1929 verließen Lore Strauch und Dr. Friedrich Ritter in Berlin ihre jeweiligen Ehepartner, um auf der Galápagosinsel Floreana im Pazifischen Ozean ihr Glück zu suchen. Drei Jahre später taucht dort in der Einsamkeit eine obskure österreichische Baronin mit ihren beiden Liebhabern auf. Nur Lore Strauch kehrt 1934 nach Berlin zurück. Alle anderen sind tot oder verschollen.

Was war geschehen?

Als der Kölner Autor Werner Köhler 2014 das erste Mal etwas über die sogenannte Galápagos-Affäre las, lässt ihn diese abstruse Geschichte nicht mehr los. Hatten diese extravaganten Aussteiger schon seinerzeit Journalisten angelockt, die mit dieser außergewöhnlichen Story die Fantasie ihrer Zeitungsleser befeuerten, so regten die Geschehnisse Schriftsteller wie Georges Simenon zu seinem Roman »Das Geheimnis der Galápagos-Inseln« und Felix Mitterer zu dem Drama »Galápagos« an, das 2017 am Wiener Theater in der Josefstadt uraufgeführt wurde.
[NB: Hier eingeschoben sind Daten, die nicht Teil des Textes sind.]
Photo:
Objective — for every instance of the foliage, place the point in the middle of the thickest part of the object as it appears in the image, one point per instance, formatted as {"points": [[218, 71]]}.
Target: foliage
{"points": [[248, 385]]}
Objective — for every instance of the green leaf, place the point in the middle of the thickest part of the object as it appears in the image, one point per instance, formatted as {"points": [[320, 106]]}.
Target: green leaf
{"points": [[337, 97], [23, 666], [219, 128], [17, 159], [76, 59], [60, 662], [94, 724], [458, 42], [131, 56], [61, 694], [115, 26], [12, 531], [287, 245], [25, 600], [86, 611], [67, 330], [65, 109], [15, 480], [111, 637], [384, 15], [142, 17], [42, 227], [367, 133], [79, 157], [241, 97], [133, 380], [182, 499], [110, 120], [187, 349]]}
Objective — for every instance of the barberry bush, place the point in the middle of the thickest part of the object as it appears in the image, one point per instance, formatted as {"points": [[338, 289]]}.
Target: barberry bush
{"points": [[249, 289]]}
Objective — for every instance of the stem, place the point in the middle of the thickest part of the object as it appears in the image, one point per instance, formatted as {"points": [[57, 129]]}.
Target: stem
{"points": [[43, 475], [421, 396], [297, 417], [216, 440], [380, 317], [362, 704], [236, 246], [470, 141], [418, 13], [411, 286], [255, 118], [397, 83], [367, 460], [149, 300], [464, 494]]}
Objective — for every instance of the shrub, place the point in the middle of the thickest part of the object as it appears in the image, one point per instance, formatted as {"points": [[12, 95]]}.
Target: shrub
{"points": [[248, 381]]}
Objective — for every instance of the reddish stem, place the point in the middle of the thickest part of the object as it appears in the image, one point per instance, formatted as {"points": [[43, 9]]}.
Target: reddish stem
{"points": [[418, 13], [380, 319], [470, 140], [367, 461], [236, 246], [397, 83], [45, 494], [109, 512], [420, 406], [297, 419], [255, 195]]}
Bestechende Sprache und Herz

Köhler strickt aus den belegten Tatsachen nun seine ganz eigene wundersame Abenteuergeschichte »Die dritte Quelle«. Er schickt den Hamburger Bankangestellten Harald Steen um die Jahrtausendwende auf ein Containerschiff nach Ecuador, denn der 64-Jährige ist von dem Gedanken beseelt, dass Lore Strauch seine leibliche Mutter ist. Das Rätsel um seinen Vater hofft er, auf Floreana lösen zu können. Steen ist alles andere als ein wackerer Held. Lang, dünn, blass und verschwiegen erträgt er die mühsame Überfahrt im Bauch des Schiffes, im Gepäck eine überdimensionierte Seemannskiste, deren Inhalt ihm im Dschungel von Floreana hilfreich sein soll. Denn Steen, der als Waisenkind bei Pflegeeltern in Hamburg aufwuchs, hat sich geschworen, so wie seine mutmaßlichen Vorfahren zu leben und dabei behutsam Nachforschungen über seinen Erzeuger anzustellen. Denn noch lebt auf Floreana die einzige Zeitzeugin aus den 1930er Jahren: Die weit über 90 Jahre alte Margot Wittmer, deren Familie einst aus Köln auswanderte und noch heute ein Hotel auf der Insel führt.

Steen wächst über sich selbst hinaus. Er stellt sich den Herausforderungen der unerbittlichen Natur mit ihren ganz eigenen Gesetzen, will die fruchtbare Erde des Urwaldes mit seinen eigenen Händen und einfachsten Hilfsmitteln urbar machen. Das sorgt für vielerlei Schmerzen und gefährliche Blessuren. In durchwachten Nächten verrutschen da schon mal Fiktion und Wirklichkeit.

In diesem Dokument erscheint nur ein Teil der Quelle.